Джонни вытащил один листок. Он заметил, что на другой стороне его был напечатан какой-то текст. Из гнезда сбоку он достал карандаш.
— Будет только адрес, и все, — пояснил Ешке. — Ты готов?
— Да.
— Тогда пиши: Рудольф Шнайдебах, Берлин, Нойруппинерштрассе, одиннадцать. Эта улица находится в северном районе, около шоссе на Пренцлау. — Он взглянул на Джонни. — Записал?

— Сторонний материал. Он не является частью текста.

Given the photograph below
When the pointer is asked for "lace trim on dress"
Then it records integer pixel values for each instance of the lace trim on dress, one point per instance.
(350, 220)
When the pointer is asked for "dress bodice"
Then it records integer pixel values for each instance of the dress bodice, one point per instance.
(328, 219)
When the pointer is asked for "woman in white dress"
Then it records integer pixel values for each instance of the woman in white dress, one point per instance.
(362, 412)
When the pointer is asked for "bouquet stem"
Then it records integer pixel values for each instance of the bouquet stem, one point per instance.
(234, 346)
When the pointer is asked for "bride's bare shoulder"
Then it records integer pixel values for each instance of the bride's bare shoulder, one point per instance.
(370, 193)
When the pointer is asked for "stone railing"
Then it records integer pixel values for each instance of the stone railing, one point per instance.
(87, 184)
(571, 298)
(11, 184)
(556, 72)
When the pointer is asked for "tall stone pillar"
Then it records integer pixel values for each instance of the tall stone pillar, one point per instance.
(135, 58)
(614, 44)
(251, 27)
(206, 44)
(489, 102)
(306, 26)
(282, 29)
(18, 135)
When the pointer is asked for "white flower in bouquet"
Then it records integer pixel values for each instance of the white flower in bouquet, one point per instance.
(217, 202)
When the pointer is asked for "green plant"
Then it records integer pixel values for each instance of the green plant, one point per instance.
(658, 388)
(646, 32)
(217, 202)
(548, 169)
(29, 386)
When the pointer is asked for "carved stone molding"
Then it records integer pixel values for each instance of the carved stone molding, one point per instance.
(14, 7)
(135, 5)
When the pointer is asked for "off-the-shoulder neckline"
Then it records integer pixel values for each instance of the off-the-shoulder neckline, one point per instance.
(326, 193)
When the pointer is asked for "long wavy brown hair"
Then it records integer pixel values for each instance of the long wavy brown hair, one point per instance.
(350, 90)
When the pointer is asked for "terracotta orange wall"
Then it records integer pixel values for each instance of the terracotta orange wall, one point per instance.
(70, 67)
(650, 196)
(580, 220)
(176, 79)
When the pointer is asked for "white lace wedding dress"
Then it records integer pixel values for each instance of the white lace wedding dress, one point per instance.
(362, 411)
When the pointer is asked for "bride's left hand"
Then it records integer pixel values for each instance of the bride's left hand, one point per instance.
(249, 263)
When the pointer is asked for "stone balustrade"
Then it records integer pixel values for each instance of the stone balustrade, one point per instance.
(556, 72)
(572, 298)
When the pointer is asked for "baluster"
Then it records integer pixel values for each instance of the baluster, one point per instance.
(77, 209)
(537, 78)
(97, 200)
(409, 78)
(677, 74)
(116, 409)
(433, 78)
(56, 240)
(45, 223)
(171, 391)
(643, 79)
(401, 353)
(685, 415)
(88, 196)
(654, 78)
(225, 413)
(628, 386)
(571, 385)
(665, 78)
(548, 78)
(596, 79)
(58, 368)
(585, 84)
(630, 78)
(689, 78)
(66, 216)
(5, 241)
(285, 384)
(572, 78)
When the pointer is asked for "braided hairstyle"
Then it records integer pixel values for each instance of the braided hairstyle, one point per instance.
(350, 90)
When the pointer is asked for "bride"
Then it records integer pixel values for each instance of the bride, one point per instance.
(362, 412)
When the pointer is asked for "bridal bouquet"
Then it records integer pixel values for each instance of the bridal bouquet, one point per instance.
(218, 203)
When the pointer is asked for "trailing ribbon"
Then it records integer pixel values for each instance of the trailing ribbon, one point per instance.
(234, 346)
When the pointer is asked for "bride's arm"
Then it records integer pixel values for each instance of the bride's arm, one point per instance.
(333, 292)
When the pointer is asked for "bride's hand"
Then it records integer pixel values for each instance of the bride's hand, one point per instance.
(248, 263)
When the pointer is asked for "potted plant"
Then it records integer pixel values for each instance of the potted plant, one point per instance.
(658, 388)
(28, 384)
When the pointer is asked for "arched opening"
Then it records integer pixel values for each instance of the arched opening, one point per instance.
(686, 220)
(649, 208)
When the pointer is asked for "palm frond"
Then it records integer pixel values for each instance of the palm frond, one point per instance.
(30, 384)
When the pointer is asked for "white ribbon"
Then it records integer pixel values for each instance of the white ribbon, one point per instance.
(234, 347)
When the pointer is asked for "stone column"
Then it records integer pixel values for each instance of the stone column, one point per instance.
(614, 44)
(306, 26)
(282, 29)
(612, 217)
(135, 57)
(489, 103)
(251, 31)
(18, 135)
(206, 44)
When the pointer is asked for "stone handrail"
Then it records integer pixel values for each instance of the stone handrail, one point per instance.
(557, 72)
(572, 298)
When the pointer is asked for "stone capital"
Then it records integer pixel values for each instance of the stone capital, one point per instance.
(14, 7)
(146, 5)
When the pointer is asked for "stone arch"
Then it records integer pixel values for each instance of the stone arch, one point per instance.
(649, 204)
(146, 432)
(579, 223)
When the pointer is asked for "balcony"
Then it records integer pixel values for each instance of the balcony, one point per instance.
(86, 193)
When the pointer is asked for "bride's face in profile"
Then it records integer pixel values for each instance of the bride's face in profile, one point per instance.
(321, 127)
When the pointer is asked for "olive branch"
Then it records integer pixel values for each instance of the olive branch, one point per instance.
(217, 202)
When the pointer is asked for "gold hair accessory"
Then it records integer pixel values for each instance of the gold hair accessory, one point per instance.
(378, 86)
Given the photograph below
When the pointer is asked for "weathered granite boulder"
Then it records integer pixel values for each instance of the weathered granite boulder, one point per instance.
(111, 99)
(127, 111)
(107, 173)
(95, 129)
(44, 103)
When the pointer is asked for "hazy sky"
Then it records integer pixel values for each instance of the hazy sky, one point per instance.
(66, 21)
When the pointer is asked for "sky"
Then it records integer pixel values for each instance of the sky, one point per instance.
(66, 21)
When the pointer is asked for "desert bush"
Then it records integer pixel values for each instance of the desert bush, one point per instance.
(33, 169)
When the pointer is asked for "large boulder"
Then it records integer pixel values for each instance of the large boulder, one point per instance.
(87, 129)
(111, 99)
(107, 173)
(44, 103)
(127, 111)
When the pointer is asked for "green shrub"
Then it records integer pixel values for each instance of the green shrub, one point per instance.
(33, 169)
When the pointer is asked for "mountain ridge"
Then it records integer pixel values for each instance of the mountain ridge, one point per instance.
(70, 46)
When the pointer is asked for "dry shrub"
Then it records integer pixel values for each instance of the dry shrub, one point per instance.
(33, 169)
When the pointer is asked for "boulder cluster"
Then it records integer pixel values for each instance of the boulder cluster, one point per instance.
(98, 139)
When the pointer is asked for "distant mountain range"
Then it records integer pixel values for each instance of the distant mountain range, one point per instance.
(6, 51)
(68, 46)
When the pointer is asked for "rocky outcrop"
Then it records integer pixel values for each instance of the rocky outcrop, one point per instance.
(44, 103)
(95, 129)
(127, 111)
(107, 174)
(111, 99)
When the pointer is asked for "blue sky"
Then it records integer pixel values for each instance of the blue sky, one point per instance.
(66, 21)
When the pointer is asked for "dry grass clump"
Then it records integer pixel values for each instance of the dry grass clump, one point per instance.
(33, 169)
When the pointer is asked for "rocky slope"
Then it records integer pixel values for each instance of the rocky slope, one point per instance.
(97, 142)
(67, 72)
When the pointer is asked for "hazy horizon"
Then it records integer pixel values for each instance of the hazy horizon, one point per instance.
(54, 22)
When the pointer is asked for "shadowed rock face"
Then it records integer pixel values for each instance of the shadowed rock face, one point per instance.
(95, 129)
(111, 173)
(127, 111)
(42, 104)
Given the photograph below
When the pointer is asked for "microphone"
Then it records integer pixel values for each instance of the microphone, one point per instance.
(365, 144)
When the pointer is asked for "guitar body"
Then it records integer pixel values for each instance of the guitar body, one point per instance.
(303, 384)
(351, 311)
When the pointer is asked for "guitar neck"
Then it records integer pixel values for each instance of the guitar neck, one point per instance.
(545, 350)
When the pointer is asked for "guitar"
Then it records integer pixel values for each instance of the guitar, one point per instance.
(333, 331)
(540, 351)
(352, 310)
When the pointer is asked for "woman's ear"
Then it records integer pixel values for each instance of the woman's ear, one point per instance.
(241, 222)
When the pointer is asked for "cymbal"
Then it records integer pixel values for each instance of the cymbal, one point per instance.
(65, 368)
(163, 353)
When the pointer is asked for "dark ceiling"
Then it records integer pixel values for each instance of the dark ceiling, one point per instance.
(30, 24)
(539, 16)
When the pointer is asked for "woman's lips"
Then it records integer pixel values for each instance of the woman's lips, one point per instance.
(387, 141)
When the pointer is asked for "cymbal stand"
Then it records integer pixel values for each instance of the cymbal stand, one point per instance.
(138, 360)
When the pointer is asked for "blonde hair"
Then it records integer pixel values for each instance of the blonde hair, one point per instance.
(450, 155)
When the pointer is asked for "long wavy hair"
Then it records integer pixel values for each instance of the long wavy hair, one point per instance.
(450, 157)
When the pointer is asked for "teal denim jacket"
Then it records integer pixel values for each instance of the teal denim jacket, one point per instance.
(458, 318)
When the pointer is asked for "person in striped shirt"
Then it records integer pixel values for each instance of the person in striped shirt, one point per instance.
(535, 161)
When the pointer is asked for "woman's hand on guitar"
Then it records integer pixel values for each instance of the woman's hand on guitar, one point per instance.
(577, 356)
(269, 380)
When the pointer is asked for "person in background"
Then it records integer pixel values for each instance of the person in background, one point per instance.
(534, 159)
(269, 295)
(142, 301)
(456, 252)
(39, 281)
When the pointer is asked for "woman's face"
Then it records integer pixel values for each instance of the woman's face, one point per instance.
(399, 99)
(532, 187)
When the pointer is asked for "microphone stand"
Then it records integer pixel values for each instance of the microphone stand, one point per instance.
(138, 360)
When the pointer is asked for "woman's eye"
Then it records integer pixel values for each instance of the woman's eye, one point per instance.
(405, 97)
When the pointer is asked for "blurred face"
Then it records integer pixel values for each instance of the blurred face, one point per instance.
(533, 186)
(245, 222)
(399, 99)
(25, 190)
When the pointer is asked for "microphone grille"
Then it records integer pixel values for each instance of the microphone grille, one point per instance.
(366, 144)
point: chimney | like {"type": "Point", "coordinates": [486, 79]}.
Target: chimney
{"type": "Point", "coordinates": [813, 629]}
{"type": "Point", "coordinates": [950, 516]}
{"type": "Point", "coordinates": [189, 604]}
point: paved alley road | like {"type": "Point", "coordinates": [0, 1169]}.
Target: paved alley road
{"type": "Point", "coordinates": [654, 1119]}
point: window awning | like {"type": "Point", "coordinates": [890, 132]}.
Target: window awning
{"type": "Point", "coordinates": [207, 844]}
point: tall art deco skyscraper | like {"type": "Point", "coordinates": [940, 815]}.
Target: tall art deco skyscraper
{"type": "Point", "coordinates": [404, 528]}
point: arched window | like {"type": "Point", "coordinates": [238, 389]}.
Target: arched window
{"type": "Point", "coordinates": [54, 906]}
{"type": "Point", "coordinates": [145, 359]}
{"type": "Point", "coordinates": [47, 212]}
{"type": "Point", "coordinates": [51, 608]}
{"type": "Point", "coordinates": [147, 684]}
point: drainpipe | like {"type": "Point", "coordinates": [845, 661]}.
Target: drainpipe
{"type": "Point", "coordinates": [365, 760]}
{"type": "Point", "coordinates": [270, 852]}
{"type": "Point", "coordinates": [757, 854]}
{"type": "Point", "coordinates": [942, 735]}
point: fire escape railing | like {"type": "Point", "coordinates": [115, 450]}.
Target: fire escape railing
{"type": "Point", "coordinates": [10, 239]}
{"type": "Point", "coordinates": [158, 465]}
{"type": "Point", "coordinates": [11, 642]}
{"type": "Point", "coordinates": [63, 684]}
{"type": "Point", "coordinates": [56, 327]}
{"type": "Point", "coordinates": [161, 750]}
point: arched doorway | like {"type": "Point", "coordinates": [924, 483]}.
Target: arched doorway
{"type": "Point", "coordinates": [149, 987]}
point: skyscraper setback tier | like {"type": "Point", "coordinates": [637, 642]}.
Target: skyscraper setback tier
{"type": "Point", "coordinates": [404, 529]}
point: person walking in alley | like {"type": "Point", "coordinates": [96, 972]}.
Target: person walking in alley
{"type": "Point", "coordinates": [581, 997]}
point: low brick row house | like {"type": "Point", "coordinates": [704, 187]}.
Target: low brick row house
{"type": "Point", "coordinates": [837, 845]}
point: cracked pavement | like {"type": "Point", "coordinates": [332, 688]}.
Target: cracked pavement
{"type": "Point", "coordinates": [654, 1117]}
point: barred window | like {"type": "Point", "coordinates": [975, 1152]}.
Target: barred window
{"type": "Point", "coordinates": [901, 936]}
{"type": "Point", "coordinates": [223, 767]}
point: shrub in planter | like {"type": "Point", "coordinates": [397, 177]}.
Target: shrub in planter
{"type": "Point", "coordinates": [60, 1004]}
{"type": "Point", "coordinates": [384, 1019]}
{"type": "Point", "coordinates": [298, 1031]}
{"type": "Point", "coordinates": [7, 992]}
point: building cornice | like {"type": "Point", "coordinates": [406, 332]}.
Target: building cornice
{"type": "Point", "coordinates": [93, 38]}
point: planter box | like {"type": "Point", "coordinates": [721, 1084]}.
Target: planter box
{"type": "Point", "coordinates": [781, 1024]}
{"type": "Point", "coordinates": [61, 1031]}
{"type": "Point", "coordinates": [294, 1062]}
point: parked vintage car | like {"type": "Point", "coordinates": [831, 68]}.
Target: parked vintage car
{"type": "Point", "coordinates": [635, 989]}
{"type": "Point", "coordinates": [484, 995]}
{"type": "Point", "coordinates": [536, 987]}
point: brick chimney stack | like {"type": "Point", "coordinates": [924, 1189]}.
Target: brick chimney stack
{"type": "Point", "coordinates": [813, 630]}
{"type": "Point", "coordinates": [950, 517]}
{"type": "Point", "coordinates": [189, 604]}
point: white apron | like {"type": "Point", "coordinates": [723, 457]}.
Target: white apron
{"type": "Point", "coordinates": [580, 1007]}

Джонни, записавший адрес маленькими, тонкими буквами на обратной стороне листа, кивнул.
— Еще что? — спросил он.
Ешке слегка покачал головой:
— Это все. Но тебе придется пойти туда сразу же, как только все кончится, даже если тебе нужно будет пройти пешком половину Берлина. Трамвай или какой другой транспорт вряд ли будет ходить. Когда повсюду бои закончатся и на Бранденбургских воротах будет развеваться красный флаг, сразу шагай по адресу. Отыщи Руди Шнайдебаха и скажи ему, что ты меня видел и что он должен еще немного подождать меня. Объясни ему почему. И главное, скажи ему, что я за годы нашей разлуки много думал о нем. Надеюсь, что он делал то же самое. Мы не имеем права повторять старые ошибки, это обойдется нам слишком дорого. Передай ему это, сынок. Руди знает, что именно я имею в виду. А теперь положи мне сумку снова под голову, так лучше лежать. Дай я тебе еще раз пожму руку. Ну, а теперь иди!